Pounded thin and lightly breaded, this chicken is a cinch to cook—seared for a mere three minutes on each side, then simmered just three more in a bright sauce of lemon, wine and butter.
- 4 boneless, skinless chicken breast halves (about 2 pounds)
- Sea salt and freshly ground black pepper
- 1 cup all-purpose flour
- 3 to 4 tablespoons canola or safflower oil, plus more if needed
- 4 tablespoons unsalted butter
- 2 garlic cloves, smashed and minced
- 3 tablespoons capers, drained
- 1 lemon, thinly sliced into rounds
- 1 cup dry white wine
- 2 cups low-sodium chicken broth
- Juice of 1 lemon
- 1/4 cup chopped fresh parsley
1. Rinse the chicken and pat dry. Slice and pound the chicken into cutlets (see Notes). Season generously with salt and pepper to taste.
2. Place the flour in a shallow bowl, season with salt and pepper and stir to mix.
3. Heat 2 tablespoons of the oil and 1 tablespoon of the butter in a large skillet over medium-high heat until sizzling hot. Dredge both sides of each piece of chicken in the flour, pressing gently to help the flour adhere and shaking off any excess before placing in the skillet.
4. Sauté until golden brown around the edges, working in batches and careful not to overcrowd the skillet, about 3 minutes per side. Remove, place on a platter and cover loosely with foil to keep warm. Repeat with the remaining chicken, adding more oil, 1 tablespoon at a time, if needed. If the flour in the bottom of the skillet starts to get too dark, clean the skillet halfway through by removing it from the heat and carefully wiping the skillet dry with paper towels, but keep a little flour in the bottom of the skillet, as it will help your sauce thicken.
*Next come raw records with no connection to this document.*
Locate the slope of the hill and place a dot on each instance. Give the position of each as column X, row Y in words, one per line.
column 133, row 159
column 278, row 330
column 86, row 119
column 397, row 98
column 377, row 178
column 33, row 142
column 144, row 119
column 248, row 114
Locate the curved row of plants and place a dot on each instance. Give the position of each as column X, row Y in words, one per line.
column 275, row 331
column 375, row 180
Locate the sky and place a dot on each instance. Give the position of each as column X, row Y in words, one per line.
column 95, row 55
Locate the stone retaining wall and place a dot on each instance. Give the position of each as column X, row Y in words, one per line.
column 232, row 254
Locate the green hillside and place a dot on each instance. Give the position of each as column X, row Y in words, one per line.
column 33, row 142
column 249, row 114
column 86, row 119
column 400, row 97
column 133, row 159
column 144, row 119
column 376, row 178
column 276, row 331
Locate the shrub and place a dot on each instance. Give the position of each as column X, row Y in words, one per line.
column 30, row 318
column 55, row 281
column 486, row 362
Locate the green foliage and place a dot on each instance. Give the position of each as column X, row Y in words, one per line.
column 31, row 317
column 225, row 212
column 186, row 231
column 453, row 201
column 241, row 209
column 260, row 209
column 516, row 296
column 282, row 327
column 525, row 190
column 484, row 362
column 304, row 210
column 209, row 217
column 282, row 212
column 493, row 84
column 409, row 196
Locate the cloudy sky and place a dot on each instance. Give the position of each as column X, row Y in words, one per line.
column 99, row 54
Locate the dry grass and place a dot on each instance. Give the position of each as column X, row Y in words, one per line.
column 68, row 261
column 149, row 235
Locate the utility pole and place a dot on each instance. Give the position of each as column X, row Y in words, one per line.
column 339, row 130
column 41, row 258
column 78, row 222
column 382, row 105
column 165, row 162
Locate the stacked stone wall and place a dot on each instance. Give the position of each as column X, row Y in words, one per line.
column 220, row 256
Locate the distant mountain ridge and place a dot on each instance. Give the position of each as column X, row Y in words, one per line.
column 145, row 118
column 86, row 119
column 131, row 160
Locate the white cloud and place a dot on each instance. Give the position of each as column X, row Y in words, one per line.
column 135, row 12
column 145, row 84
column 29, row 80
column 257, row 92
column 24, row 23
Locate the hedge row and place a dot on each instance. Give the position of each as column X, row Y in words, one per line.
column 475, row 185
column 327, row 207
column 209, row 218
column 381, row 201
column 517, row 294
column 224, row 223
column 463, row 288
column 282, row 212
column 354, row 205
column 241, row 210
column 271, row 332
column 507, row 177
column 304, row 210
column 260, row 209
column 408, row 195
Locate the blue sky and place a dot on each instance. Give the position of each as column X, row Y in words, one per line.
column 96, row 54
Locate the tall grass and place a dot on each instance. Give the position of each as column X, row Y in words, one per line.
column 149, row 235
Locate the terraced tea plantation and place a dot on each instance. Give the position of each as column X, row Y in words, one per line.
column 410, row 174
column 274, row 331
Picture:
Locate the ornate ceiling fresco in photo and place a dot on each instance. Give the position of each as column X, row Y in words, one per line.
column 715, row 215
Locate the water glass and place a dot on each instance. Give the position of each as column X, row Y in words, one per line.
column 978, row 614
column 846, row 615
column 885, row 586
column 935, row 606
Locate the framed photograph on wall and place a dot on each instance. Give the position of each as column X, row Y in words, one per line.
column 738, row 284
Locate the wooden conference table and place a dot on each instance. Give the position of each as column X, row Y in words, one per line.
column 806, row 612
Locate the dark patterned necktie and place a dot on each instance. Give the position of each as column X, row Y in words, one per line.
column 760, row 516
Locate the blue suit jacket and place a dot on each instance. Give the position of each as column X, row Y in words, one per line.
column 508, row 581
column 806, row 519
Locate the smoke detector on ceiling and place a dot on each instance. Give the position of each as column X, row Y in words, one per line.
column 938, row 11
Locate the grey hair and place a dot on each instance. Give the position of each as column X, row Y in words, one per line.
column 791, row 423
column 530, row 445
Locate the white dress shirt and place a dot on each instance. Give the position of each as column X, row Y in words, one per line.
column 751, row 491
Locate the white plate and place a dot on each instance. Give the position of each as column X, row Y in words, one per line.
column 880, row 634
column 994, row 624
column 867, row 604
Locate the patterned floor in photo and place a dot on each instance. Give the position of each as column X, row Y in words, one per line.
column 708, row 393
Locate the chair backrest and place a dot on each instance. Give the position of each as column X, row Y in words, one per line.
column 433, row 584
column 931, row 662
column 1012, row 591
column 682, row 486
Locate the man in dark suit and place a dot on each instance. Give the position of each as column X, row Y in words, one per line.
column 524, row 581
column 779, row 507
5. Add 1 tablespoon of oil to the same skillet and heat until sizzling hot. Add the garlic, capers and lemon slices and cook, stirring occasionally, about 1 minute. Add the wine, scraping up any brown bits from the bottom of the pan. Bring to a boil and cook until the wine reduces by half, about 3 minutes. Add the broth and lemon juice and continue to cook, stirring occasionally, until the sauce thickens. Reduce the heat to low and stir in the remaining butter to melt.
6. Add the chicken and any juices that have collected in the bottom of the platter back to the skillet with the sauce and heat through, about 3 minutes. Place the chicken back on the platter with the sauce poured over. Sprinkle with parsley and serve warm.
Place a boneless, skinless chicken breast on a cutting board. Depending on the size of the breast, slice into 2 or 3 pieces, starting at the thickest end and cutting horizontally. Ideally, you will end up with cuts that are approximately 1/4 inch thick, which makes the pounding much easier. For extra ease, most butchers and specialty grocers sell cutlets.